A 53-year-old man with a complex medical and medication history reports having episodes of nausea, vomiting, and abdominal pain for several weeks. What’s your treatment recommendation for the physician whose workup includes bloodwork to diagnose Helicobacter pylori infection while considering a possible endoscopy?
If you said serologic testing isn’t predictive for diagnosing H. pylori infection, but you can devise a treatment plan if the patient tests positive for infection by endoscopy or another acceptable method, you’re correct, said Denise Kelley, clinical pharmacy specialist in internal medicine for Ascension Seton in Austin, Texas.
Kelley opened the Dec. 6 Midyear Clinical Meeting & Exhibition session Revisiting the Story of H. Pylori: An Update on Managing Helicobacter Pylori Infection.
About a third of the U.S. population is estimated to harbor H. pylori in the digestive tract. Kelley said the reason pharmacists don’t encounter H. pylori more often in clinical practice is that many infections are asymptomatic. But untreated infections can lead to peptic ulcer disease, non-ulcer dyspepsia, gastric cancer, and mucosa-associated lymphoid tissue lymphoma.
For that reason, Kelley said, treating a diagnosed infection is better than leaving it unaddressed.
She said decisions about which medication regimen to use are complicated by a lack of solid effectiveness data and the need to base recommendations on antimicrobial resistance rates that may not be readily available.
Guidelines from the American College of Gastroenterology (ACG) describe several treatment options, including clarithromycin triple therapy, bismuth quadruple therapy, and concomitant therapy consisting of a proton pump inhibitor (PPI), clarithromycin, amoxicillin, and metronidazole.

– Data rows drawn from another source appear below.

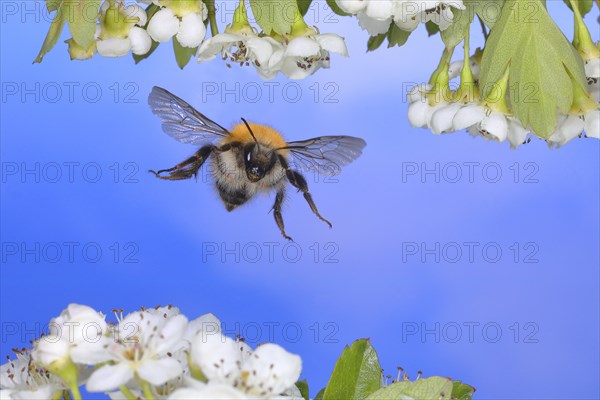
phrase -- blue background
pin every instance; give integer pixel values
(375, 289)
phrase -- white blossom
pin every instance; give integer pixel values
(568, 128)
(304, 55)
(185, 23)
(409, 13)
(143, 346)
(120, 32)
(592, 124)
(243, 49)
(21, 378)
(267, 371)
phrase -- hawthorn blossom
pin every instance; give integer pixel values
(182, 20)
(376, 16)
(143, 346)
(409, 14)
(304, 55)
(21, 378)
(265, 372)
(243, 49)
(120, 30)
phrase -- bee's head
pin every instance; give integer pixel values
(257, 161)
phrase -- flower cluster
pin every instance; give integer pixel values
(435, 107)
(151, 353)
(123, 29)
(297, 55)
(376, 16)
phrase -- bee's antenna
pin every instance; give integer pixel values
(250, 130)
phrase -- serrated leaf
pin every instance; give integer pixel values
(150, 11)
(541, 61)
(303, 387)
(303, 6)
(585, 6)
(336, 9)
(52, 36)
(375, 41)
(488, 10)
(432, 28)
(357, 373)
(434, 388)
(182, 54)
(460, 391)
(274, 16)
(82, 15)
(397, 36)
(455, 33)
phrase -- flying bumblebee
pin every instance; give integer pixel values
(250, 158)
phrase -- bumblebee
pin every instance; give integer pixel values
(250, 158)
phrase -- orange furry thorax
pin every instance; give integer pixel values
(264, 135)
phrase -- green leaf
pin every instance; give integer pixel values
(274, 15)
(303, 6)
(319, 395)
(150, 11)
(460, 391)
(585, 6)
(455, 33)
(397, 36)
(53, 5)
(434, 388)
(182, 54)
(82, 16)
(336, 9)
(303, 387)
(489, 10)
(52, 36)
(432, 28)
(542, 63)
(375, 41)
(357, 373)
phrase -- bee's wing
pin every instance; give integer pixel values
(181, 121)
(325, 154)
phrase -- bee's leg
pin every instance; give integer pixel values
(277, 212)
(187, 168)
(299, 182)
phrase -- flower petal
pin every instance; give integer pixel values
(302, 47)
(219, 357)
(494, 126)
(113, 47)
(136, 12)
(333, 43)
(418, 92)
(592, 124)
(468, 116)
(191, 30)
(417, 114)
(171, 335)
(351, 6)
(270, 370)
(140, 40)
(441, 119)
(163, 25)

For Kelley’s case patient, who tested positive for H. pylori infection by endoscopic biopsy, the treatment workup required an evaluation of past exposure to macrolides, penicillin allergy history, and local resistance rates to clarithromycin.
Kelley noted that clarithromycin triple therapy (clarithromycin, amoxicillin, and a PPI) was an ACG first-line regimen for H. pylori infection in 2007. But ACG now recommends the regimen only when local rates of H. pylori clarithromycin resistance are less than 15%.
Kelley said most clinicians probably don’t know their local resistance rate. Limited available surveillance data — including data in Texas — indicate that local rates often exceed 15%, making clarithromycin triple therapy a poor option for the case patient. The patient also reported taking azithromycin twice during the past year, which raised a red flag about macrolide exposure.
An informal poll of the Midyear session audience found most in favor of AGC’s current first-line recommendation of quadruple therapy with bismuth, tetracycline, metronidazole, and a PPI for the case patient.
Kelley agreed that the regimen “is probably the best choice” for the patient.
If clinicians want to make elimination of H. pylori infection the therapeutic goal, newer options — also with limited data — are also available, said session speaker Emmeline Tran, assistant professor at the Medical University of South Carolina. The main benefit of these treatments is that they may be better than traditional therapy at eradicating the infection.
“We want to try to get to a 90% eradication rate,” Tran said. “We haven’t really been able to get that with our past regimens.”
Novel treatment strategies include fluoroquinolone- and rifabutin-based therapy and high-dose regimens consisting of amoxicillin with dexlansoprazole or esomeprazole, Tran said. She said studies show eradication rates in the 90% range for regimens consisting of levofloxacin/omeprazole/nitazoxanide/doxycycline or rifabutin/amoxicillin/omeprazole.
Additional novel options include upping the PPI or metronidazole dosage in regimens that use those medications, increasing the duration of treatment, and adding probiotics to the regimen, Tran noted.
A final audience poll suggested the group isn’t yet ready to consider novel H. pylori treatments, preferring instead to recommend bismuth quadruple therapy for the case patient.
Tran indicated that progress toward better regimens for H. pylori treatment may be limited in part because clinicians don’t seem to view the illness the way they do other infectious diseases. An audience poll revealed that attendees’ clinical practice sites do not perform H. pylori susceptibility testing — a standard practice for the management of many infectious diseases.
“We just haven’t gotten there quite yet” for H. pylori, Tran said.